FEATURE

Book Reviews by Alexander Varty

All reviews based on a five star rating system

Incredibly Strange Music, Volume 1

Edited by V. Vale and Andrea Juno
(RE/Search Publications, 206 pp., CAN$23.50, softcover)

With some collectible records fetching hundreds and even thousands of dollars, it's no wonder that there's currently a boom in discographies and price guides. With a little research, it's possible to tell the difference between black- and yellow-label Savoy LPs, find out how many surf records were released in Saskatchewan in 1963, and even untangle the thorny mess of Elvis Presley's RCA releases. But only now is there a book available which attempts to plumb the lowest depths of record mania. Incredibly Strange Music, Volume 1 examines the world of 50-cent thrift-store specials, as seen through interviews with icons of kitsch like Martin Denny, Eartha Kitt, and "Popcorn" composer Gershon Kingsley, plus collecting tips from such notable vinyl hounds as the Cramps' Poison Ivy and Lux Interior.

This book attempts to portray "bad" music as a cultural treasure--and some of its arguments are convincing. Pop-culture archivists Mary Ricci and Mickey McGowan, for instance, theorize that a society's real story is told in its throw-aways; given the attention archaeologists give kitchen middens and Pompeian graffiti, they may well be right. What makes Ricci, McGowan, and their peers seem like kooks is only that they're stockpiling this junk before it's buried.

Anyone who has ever thrilled to the discovery of a Screamin' Jay Hawkins or an Yma Sumac record in a pile of yard-sale wax will share their enthusiasm -- and this book's.

Ê A Whole Brass Band

By Anne Cameron
(Harbour Publishing, 302 pp.)

B.C. storyteller Anne Cameron has won a measure of fame for her reworkings of aboriginal legends and for her 1979 film Dreamspeaker. Despite the integrity of her work, however, and despite her life-long advocacy of Native rights, she has recently come under attack by cultural appropriation activists for writing of others' experiences instead of her own realities. Perhaps impelled by this, she has moved closer to home with her new novel, A Whole Brass Band, and for once we might have reason to cheer the thought police of the politically correct -- it's her best writing in a long time.

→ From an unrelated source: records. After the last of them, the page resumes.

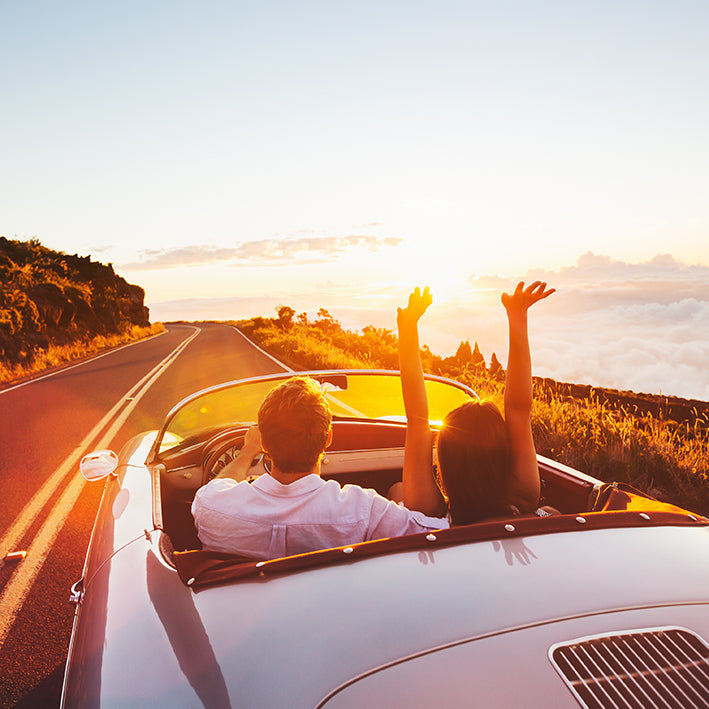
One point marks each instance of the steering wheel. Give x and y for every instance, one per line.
x=220, y=450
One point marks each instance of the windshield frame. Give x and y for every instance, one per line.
x=330, y=376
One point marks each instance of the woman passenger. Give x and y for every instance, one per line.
x=487, y=463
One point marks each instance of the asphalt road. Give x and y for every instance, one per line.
x=46, y=425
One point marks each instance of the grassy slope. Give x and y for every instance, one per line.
x=607, y=436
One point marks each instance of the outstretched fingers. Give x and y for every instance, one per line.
x=523, y=298
x=417, y=306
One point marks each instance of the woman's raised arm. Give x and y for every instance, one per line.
x=420, y=491
x=525, y=487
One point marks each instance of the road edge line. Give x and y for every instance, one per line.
x=15, y=592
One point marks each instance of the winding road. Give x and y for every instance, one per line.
x=46, y=509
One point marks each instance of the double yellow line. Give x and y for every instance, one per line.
x=18, y=587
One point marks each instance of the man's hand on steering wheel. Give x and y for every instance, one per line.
x=238, y=469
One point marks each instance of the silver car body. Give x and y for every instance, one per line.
x=470, y=616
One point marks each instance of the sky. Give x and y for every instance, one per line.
x=230, y=157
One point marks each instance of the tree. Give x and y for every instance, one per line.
x=326, y=322
x=464, y=353
x=495, y=369
x=477, y=360
x=285, y=317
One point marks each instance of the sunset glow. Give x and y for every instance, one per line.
x=233, y=159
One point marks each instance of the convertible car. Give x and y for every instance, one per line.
x=604, y=605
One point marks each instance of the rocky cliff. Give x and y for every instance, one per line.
x=48, y=297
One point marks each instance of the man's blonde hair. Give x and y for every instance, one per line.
x=294, y=420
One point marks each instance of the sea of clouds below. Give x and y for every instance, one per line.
x=642, y=327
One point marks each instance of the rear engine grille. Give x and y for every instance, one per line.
x=639, y=669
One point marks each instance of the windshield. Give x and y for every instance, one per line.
x=358, y=394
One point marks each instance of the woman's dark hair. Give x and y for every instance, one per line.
x=475, y=462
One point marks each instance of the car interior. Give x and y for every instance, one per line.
x=365, y=453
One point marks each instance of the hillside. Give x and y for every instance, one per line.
x=657, y=444
x=51, y=300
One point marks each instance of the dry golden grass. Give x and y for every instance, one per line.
x=57, y=355
x=661, y=457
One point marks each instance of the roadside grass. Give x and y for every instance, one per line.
x=664, y=458
x=55, y=355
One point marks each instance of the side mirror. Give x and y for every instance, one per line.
x=98, y=465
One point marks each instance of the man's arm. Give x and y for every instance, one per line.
x=420, y=491
x=525, y=487
x=239, y=468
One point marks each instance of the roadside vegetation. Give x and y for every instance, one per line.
x=56, y=355
x=55, y=308
x=657, y=444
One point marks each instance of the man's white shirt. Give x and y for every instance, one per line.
x=269, y=520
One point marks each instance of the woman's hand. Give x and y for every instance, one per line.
x=523, y=298
x=418, y=304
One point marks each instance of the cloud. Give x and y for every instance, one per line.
x=263, y=252
x=642, y=326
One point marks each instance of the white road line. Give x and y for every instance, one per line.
x=262, y=351
x=18, y=587
x=78, y=364
x=329, y=396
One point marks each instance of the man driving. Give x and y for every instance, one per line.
x=291, y=509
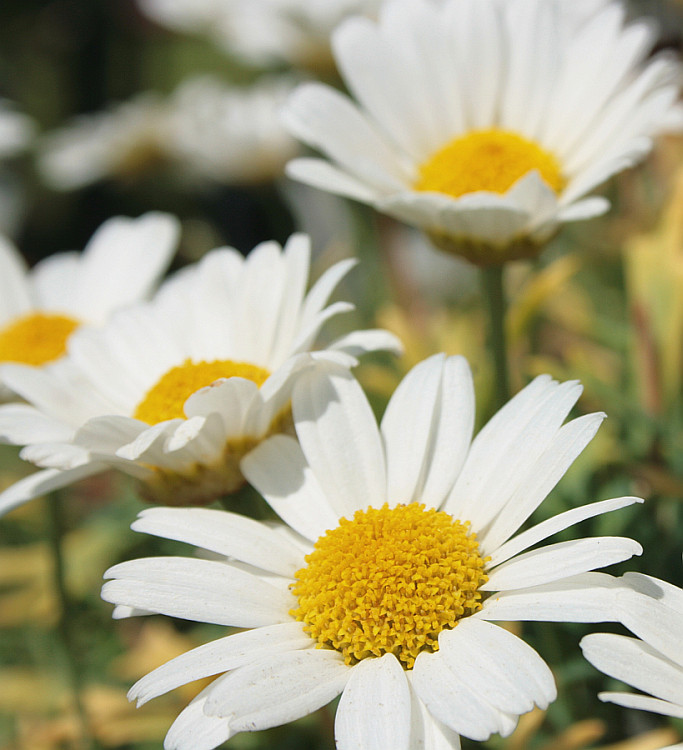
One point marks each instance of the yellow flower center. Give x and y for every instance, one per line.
x=36, y=339
x=389, y=581
x=491, y=160
x=165, y=400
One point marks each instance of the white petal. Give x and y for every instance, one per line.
x=636, y=663
x=223, y=532
x=645, y=703
x=374, y=710
x=322, y=175
x=654, y=622
x=407, y=428
x=329, y=121
x=542, y=476
x=15, y=295
x=427, y=428
x=201, y=590
x=663, y=591
x=278, y=689
x=498, y=665
x=589, y=597
x=358, y=343
x=277, y=468
x=562, y=560
x=218, y=656
x=584, y=209
x=56, y=285
x=512, y=456
x=453, y=432
x=427, y=732
x=340, y=439
x=194, y=730
x=556, y=524
x=452, y=701
x=123, y=260
x=21, y=424
x=231, y=398
x=502, y=429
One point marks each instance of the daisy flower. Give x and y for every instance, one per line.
x=397, y=554
x=204, y=129
x=123, y=141
x=17, y=130
x=230, y=134
x=653, y=662
x=176, y=391
x=484, y=123
x=42, y=307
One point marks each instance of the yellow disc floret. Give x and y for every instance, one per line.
x=36, y=339
x=389, y=581
x=165, y=400
x=490, y=160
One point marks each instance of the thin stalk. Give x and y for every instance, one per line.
x=495, y=303
x=66, y=632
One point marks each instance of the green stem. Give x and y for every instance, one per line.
x=494, y=301
x=65, y=624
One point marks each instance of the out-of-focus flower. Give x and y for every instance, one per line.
x=263, y=31
x=204, y=130
x=17, y=130
x=121, y=142
x=373, y=590
x=42, y=307
x=653, y=662
x=230, y=134
x=177, y=391
x=475, y=121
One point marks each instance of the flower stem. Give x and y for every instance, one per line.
x=66, y=619
x=494, y=301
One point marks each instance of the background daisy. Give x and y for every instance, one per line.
x=397, y=555
x=652, y=610
x=40, y=308
x=177, y=391
x=475, y=120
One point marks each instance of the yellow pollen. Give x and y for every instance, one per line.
x=389, y=581
x=165, y=400
x=490, y=160
x=36, y=339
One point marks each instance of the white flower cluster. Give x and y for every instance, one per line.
x=399, y=545
x=205, y=130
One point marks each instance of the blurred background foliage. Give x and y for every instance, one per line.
x=604, y=304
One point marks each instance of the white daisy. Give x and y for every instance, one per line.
x=204, y=129
x=263, y=31
x=17, y=130
x=122, y=141
x=397, y=555
x=485, y=123
x=230, y=134
x=175, y=392
x=653, y=662
x=40, y=308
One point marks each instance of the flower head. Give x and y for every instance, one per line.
x=397, y=554
x=475, y=119
x=176, y=391
x=653, y=662
x=41, y=308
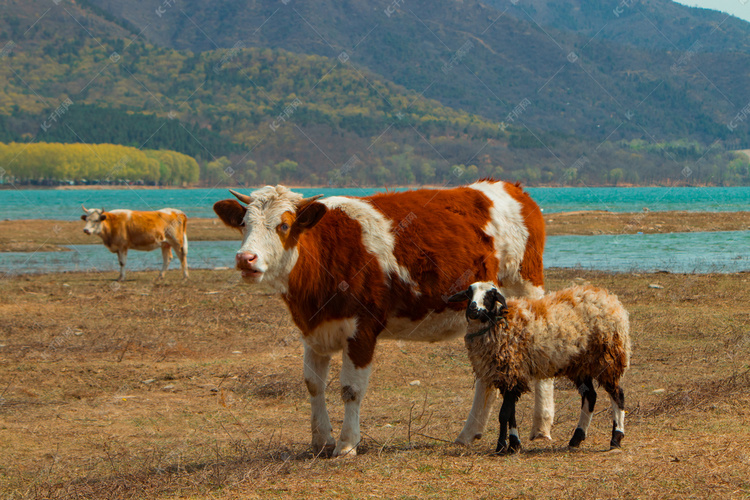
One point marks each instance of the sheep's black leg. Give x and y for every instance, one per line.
x=514, y=441
x=618, y=416
x=588, y=400
x=507, y=415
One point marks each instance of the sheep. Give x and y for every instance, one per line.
x=580, y=332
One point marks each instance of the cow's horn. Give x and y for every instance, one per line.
x=310, y=199
x=242, y=197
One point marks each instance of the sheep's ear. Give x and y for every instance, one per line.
x=500, y=300
x=460, y=296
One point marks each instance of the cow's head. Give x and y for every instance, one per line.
x=485, y=303
x=271, y=220
x=94, y=219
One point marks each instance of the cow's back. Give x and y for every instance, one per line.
x=142, y=230
x=405, y=253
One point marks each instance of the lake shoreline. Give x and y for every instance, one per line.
x=40, y=235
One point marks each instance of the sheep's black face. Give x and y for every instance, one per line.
x=486, y=303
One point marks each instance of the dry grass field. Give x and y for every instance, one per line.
x=173, y=389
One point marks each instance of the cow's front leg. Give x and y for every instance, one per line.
x=355, y=376
x=544, y=409
x=484, y=396
x=122, y=257
x=166, y=255
x=316, y=376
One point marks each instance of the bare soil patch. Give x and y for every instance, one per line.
x=193, y=389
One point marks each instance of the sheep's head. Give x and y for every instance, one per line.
x=485, y=305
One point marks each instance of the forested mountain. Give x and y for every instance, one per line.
x=612, y=76
x=478, y=91
x=647, y=24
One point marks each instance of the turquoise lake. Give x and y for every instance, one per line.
x=727, y=251
x=66, y=204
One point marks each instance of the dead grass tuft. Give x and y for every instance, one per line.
x=699, y=394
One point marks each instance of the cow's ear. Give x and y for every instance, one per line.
x=309, y=214
x=231, y=213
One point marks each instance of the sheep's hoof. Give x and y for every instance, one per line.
x=515, y=445
x=616, y=440
x=504, y=449
x=578, y=437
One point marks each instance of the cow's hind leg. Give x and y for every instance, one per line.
x=484, y=396
x=166, y=255
x=316, y=377
x=122, y=258
x=588, y=400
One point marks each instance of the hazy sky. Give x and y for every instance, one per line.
x=738, y=8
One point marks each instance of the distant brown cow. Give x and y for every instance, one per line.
x=129, y=229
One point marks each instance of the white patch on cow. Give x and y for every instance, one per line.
x=507, y=229
x=316, y=378
x=433, y=328
x=354, y=382
x=377, y=235
x=618, y=416
x=584, y=420
x=330, y=336
x=262, y=217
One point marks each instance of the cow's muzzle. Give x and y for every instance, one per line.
x=246, y=262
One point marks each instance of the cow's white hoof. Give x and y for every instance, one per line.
x=540, y=435
x=466, y=441
x=324, y=447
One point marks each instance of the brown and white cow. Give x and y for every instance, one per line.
x=122, y=230
x=355, y=270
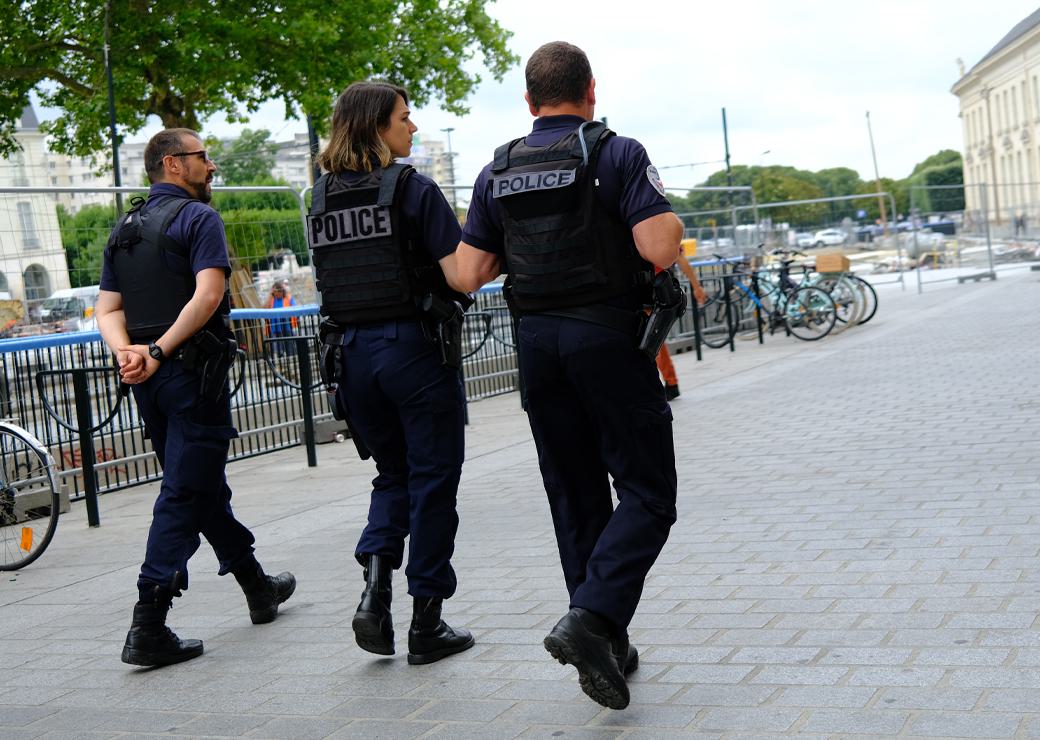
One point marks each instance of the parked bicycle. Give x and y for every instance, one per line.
x=773, y=300
x=29, y=502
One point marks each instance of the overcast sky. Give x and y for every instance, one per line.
x=796, y=78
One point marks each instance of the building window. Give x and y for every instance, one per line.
x=28, y=227
x=36, y=282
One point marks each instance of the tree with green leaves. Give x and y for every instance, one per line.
x=84, y=235
x=186, y=60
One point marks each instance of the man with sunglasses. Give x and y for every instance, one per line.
x=163, y=311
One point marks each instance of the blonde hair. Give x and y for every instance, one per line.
x=355, y=143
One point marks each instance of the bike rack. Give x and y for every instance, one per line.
x=84, y=427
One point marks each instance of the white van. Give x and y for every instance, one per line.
x=73, y=308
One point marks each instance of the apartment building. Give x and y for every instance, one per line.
x=999, y=99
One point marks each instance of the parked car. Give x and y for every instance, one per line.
x=71, y=308
x=803, y=240
x=829, y=237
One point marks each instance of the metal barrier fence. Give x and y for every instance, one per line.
x=265, y=406
x=975, y=243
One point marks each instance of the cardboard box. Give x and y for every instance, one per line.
x=832, y=263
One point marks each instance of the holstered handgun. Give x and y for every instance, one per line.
x=445, y=319
x=211, y=358
x=669, y=305
x=331, y=368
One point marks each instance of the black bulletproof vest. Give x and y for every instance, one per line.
x=366, y=267
x=563, y=247
x=153, y=294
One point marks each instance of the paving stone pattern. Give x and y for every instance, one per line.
x=856, y=555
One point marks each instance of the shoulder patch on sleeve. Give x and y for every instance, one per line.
x=654, y=177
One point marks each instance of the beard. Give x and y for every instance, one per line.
x=201, y=190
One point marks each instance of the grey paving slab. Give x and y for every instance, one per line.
x=878, y=577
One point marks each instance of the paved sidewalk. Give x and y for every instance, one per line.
x=856, y=555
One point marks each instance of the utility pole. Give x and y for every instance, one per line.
x=117, y=175
x=312, y=137
x=448, y=131
x=725, y=138
x=729, y=174
x=877, y=178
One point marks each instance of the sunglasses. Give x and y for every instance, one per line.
x=201, y=152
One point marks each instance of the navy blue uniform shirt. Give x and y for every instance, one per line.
x=625, y=188
x=198, y=227
x=429, y=218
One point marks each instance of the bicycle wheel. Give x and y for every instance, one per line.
x=28, y=498
x=846, y=299
x=809, y=313
x=871, y=295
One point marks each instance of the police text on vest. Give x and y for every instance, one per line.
x=348, y=225
x=526, y=182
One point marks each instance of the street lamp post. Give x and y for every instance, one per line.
x=448, y=131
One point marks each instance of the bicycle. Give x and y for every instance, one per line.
x=29, y=501
x=805, y=312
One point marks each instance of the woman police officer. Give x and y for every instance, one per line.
x=382, y=238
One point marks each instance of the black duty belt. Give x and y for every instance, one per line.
x=626, y=321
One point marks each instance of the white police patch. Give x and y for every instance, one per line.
x=654, y=177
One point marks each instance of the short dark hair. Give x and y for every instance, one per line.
x=164, y=142
x=354, y=141
x=556, y=73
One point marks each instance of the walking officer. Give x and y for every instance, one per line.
x=578, y=218
x=382, y=237
x=163, y=311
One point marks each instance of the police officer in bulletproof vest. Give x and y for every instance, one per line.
x=577, y=217
x=163, y=311
x=382, y=237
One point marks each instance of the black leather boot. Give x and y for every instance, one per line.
x=264, y=592
x=429, y=637
x=372, y=624
x=627, y=656
x=150, y=641
x=582, y=639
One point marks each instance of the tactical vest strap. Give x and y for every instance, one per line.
x=169, y=210
x=501, y=160
x=589, y=135
x=388, y=186
x=318, y=193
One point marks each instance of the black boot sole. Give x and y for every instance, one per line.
x=267, y=614
x=369, y=635
x=602, y=687
x=434, y=656
x=139, y=657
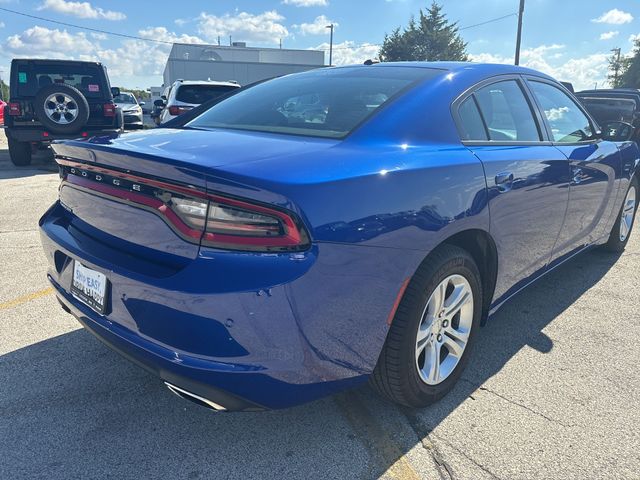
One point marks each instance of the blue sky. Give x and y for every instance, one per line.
x=570, y=39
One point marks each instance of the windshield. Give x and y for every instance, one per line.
x=606, y=110
x=323, y=103
x=89, y=79
x=198, y=94
x=124, y=98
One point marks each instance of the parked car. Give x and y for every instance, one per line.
x=183, y=95
x=131, y=110
x=618, y=109
x=254, y=257
x=57, y=99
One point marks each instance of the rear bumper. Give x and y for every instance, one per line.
x=247, y=331
x=38, y=134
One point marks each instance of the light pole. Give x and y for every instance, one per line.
x=331, y=45
x=616, y=67
x=519, y=37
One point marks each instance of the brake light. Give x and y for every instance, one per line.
x=109, y=110
x=175, y=110
x=238, y=225
x=15, y=109
x=214, y=220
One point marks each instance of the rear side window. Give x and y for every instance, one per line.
x=201, y=93
x=472, y=124
x=89, y=79
x=507, y=113
x=568, y=123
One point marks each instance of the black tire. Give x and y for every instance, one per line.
x=20, y=152
x=78, y=100
x=615, y=242
x=396, y=374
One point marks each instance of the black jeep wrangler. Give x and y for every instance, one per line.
x=57, y=99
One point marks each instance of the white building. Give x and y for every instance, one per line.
x=238, y=62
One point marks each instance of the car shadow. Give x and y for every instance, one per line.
x=71, y=407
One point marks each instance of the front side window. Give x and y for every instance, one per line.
x=326, y=103
x=568, y=123
x=507, y=113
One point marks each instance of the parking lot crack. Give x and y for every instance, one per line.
x=513, y=402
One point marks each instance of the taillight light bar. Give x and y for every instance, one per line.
x=178, y=110
x=15, y=109
x=211, y=219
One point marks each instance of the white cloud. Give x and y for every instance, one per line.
x=265, y=27
x=318, y=27
x=608, y=35
x=614, y=17
x=349, y=53
x=306, y=3
x=43, y=42
x=81, y=10
x=582, y=72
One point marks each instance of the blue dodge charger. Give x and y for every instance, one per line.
x=312, y=232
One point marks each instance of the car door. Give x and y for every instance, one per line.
x=594, y=165
x=527, y=177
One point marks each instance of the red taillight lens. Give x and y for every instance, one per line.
x=211, y=219
x=15, y=109
x=109, y=110
x=238, y=225
x=174, y=110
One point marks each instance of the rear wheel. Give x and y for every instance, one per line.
x=621, y=230
x=20, y=152
x=432, y=332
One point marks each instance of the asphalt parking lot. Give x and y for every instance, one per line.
x=551, y=390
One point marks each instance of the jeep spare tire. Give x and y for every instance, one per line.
x=61, y=108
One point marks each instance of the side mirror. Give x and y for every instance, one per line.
x=618, y=131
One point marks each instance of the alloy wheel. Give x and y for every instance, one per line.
x=443, y=332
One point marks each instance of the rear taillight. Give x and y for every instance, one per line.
x=175, y=110
x=15, y=109
x=238, y=225
x=109, y=110
x=214, y=220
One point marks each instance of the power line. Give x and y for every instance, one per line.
x=166, y=42
x=459, y=29
x=106, y=32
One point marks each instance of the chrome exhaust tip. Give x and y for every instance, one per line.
x=197, y=399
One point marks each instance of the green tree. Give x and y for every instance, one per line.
x=630, y=69
x=432, y=37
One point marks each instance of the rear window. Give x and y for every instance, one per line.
x=198, y=94
x=326, y=103
x=606, y=110
x=89, y=79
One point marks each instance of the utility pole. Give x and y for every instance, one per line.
x=616, y=67
x=519, y=37
x=331, y=45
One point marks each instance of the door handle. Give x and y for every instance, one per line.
x=577, y=176
x=504, y=181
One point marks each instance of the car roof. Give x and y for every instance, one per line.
x=207, y=82
x=55, y=60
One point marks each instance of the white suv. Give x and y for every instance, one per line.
x=186, y=94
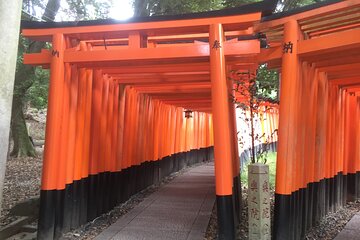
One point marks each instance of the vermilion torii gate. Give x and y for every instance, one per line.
x=118, y=92
x=116, y=101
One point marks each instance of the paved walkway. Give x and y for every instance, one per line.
x=351, y=230
x=179, y=210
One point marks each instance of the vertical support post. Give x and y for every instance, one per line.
x=287, y=133
x=222, y=135
x=10, y=12
x=53, y=132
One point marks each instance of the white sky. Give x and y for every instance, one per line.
x=121, y=10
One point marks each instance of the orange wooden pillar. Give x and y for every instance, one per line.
x=50, y=179
x=222, y=134
x=287, y=134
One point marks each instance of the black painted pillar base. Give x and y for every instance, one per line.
x=281, y=229
x=237, y=199
x=225, y=214
x=46, y=224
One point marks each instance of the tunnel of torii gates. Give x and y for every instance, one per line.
x=118, y=91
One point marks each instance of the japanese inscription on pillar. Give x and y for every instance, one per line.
x=259, y=202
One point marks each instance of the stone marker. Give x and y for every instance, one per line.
x=259, y=202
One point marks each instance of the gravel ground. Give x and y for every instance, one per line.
x=242, y=231
x=334, y=222
x=92, y=229
x=327, y=229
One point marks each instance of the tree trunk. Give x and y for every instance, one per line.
x=24, y=78
x=22, y=143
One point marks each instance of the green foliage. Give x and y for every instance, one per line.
x=267, y=84
x=37, y=94
x=170, y=7
x=272, y=171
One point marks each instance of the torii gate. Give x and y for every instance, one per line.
x=169, y=65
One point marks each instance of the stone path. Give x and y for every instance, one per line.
x=179, y=210
x=351, y=230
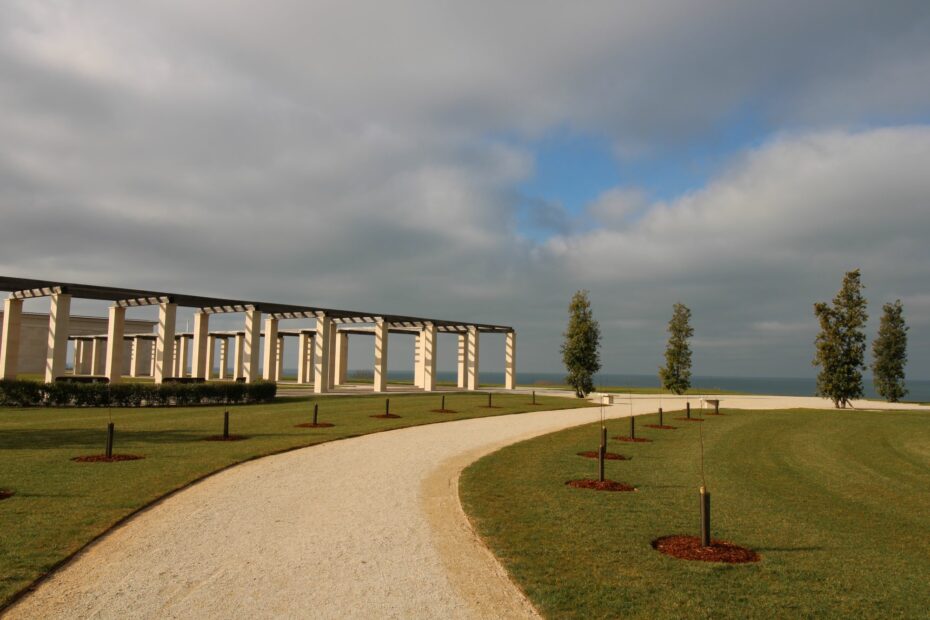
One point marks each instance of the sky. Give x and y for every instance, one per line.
x=483, y=161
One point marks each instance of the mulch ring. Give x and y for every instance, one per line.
x=597, y=485
x=610, y=456
x=689, y=548
x=103, y=458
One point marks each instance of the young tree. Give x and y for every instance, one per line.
x=580, y=351
x=889, y=353
x=841, y=343
x=676, y=375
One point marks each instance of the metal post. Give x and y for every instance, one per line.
x=705, y=517
x=109, y=440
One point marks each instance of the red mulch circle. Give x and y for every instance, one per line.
x=689, y=548
x=103, y=458
x=597, y=485
x=610, y=456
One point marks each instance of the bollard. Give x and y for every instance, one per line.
x=109, y=440
x=705, y=517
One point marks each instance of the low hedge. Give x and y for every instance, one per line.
x=18, y=393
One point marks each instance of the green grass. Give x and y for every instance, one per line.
x=59, y=505
x=837, y=504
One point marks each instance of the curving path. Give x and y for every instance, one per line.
x=365, y=527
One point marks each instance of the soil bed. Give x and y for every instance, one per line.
x=103, y=458
x=610, y=456
x=597, y=485
x=689, y=548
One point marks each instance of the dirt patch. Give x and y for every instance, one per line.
x=689, y=548
x=103, y=458
x=597, y=485
x=610, y=456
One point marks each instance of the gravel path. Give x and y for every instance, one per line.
x=365, y=527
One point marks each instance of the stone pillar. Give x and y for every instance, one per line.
x=164, y=341
x=250, y=352
x=381, y=339
x=210, y=361
x=200, y=344
x=463, y=361
x=116, y=327
x=342, y=358
x=9, y=341
x=303, y=353
x=473, y=357
x=321, y=361
x=270, y=361
x=428, y=357
x=224, y=357
x=510, y=361
x=239, y=361
x=58, y=319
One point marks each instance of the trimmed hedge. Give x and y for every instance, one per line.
x=17, y=393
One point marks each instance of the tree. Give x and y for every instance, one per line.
x=580, y=351
x=676, y=375
x=889, y=353
x=841, y=343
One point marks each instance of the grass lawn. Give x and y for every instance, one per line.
x=836, y=503
x=60, y=505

A Whole Brass Band is the saga of a typically unconventional contemporary family, led by a caustic, funny, foul-mouthed, and intuitively anarchistic single mother and supermarket cashier-turned-commercial fisherman, Jean Pritchard. The Pritchard clan's ups and downs are charted exhaustively, and occasionally in ludicrous detail: so many calamities befall Jean, Eve, Patsy, Sally, and Mark that towards the end of the book one is half expecting a plague of frogs to swamp the family fishboat. Instead, a Fisheries vessel rams it, and... but we're not in the business of giving away plots.

The pleasures here are in Cameron's enjoyment of her own characters -- by the end of the book you feel like the Pritchards are your neighbours, so real does she make them seem -- and her way with dialogue. Cameron has a genuine flair for capturing colloquial speech: whole sections of this book could be lifted verbatim for use in a film-script. A Whole Brass Band could make a brilliant made-for-TV movie, or perhaps even be serialized as a North Coast successor to The Beachcombers.

And that's not in any way intended as a put-down. A Whole Brass Band has the pacing and the humour (and, occasionally, the sentimental overkill) of film, but it also has some very powerful things to say about the difficulties of building and maintaining family bonds in a culture dominated by selfish individualists.

Hard Core Logo

by Michael Turner
(Arsenal Pulp Press, 200 pp., CAN$13.95, paper)

Vancouver's rock 'n' roll underground will be buzzing about this volume for some time to come, if only because the fictional punk-rock band that gives the book its title seems a lot more like DOA than author Michael Turner's own outfit, the Hard Rock Miners. Endless break-ups and reunions? Acoustic benefit gigs for hippy Greens? Scuz-bag ex-managers? A singer named Joe Dick? Seems familiar to me.

But whether Turner's intentions were satirical or simply fictional, Hard Core Logo is a great road novel, its innovative mix of song lyrics, flashback sequences, straight narrative, interior monologues, diary jottings, and grainy black and white photographs an exceptionally apt way of capturing touring's series of random incidents -- without the accompanying stretches of boredom.

It's true that Hard Core Logo's four musicians are difficult to like, and somewhat unconvincingly fleshed-out. They're rock 'n' roll ciphers, each bedeviled with one or more of the travelling band's several deadly sins: greed, drugs, insecurity, arrogance, ambition, cheap hotels, bad food. But this book's not really about its human characters. Its central focus is the road itself, and Turner's clear observations and dark wit illuminate real-life rock 'n' roll more forcefully than any number of celebrity bios ever could.